I’ll gratify regular readers by starting with the grouse shooting that delivers economic benefits where little else can. These moors and mountains are of next to no value, except for the shooting that does at least provide some employment as well as entertainment.
An official report published a couple of months ago shows that altogether it delivers high levels of local and regional investment while receiving no public funding. From Scotland’s point of view it’s quite a bargain. Rich sportsmen pay hefty sums for the pursuit of their pleasures, and some of this ends up in the pockets of locals who need it.
Of course, grouse moors are only part of the picture. The same infrastructure is just as good for deer. With stags and hinds, Scotland is overpopulated.
Death often comes by starvation, and shooting the weaker ones can serve the purposes of conservation. So much the better if we get wolves and lynx back into the Highlands too. Estates that can open several flows of income have greater opportunities for more sophisticated tourist development by people who are the best suited to provide it, that is, by Highlanders themselves.
THE Werritty Report published last year pointed to the key role of gamekeepers. It’s a job that tends to run in families down the generations. The men who do it often see it as a vocation rather than a career. They can boss the toffs around (delicious).
They have an incentive to be constantly on the lookout for new activities to sustain the way of life. With today’s wide public interest in conservation, gamekeepers can choose the role of improving habitats for the betterment of wildlife. Nowadays many undertake regular vocational training and few operate without formal qualifications.
Even so, that does not relieve them from another sort of pressure that arises in modern Scotland, the political pressure from campaign groups in one specialised cause or another. It has increased since “the right to roam” (which used to be a part of common law) was put into statute nearly 20 years ago.
Today, activists in the Lowlands want land reforms that would include breaking up the big estates and trying to settle them with incomers (though most of the ground suitable for smallholdings has been redistributed under earlier legislation). SNP governments show sympathy without actually doing much.
Still, it’s good we count land reform as a legitimate public concern. For many of the gamekeepers involved in the Werritty study, there was indeed a “desire to have more open, public dialogue about practical land management options”.
The aim should be to create consensus instead of conflict, between the owners and the users of the land, between natives and white settlers, between Highland traditionalists and Lowland radicals. So that all round there will be “more informed opinions”.
READ MORE: 'Scotland must use Brexit to revamp land use plan for 21st century'
Alex Hogg, chairman of the Scottish Gamekeepers Association, says: “The report researchers have substantiated what we have always said. Driven grouse shooting has disproportionate employment and economic benefits in the areas where it occurs. It helps to keep the heartbeat in fragile communities and the lights on in the glen houses.
“Gamekeepers play key roles in their communities and their work, which has no drain on public finances, extends beyond their own ground. They are offering unsubsidised deer management, habitat improvement and predator control which also helps protect farm livestock and forestry. This comes at no cost to the public purse.”

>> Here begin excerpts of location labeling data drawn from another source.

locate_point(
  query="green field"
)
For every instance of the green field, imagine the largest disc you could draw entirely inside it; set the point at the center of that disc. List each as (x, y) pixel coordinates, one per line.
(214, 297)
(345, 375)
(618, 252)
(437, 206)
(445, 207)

I started this column with freshwater and I’ll come back to it at the end. There was a time of social conflicts over lochs and burns that mirrored those of a more hierarchical Scotland.
Nowadays there’s not much. There are still estates that charge a small fortune to fish particular stretches of river. At the same time angling is a popular pastime with a notable proletarian participation.
It would be good if this became a model for the general relationship of Scots, and foreigners, to our wonderful landscapes.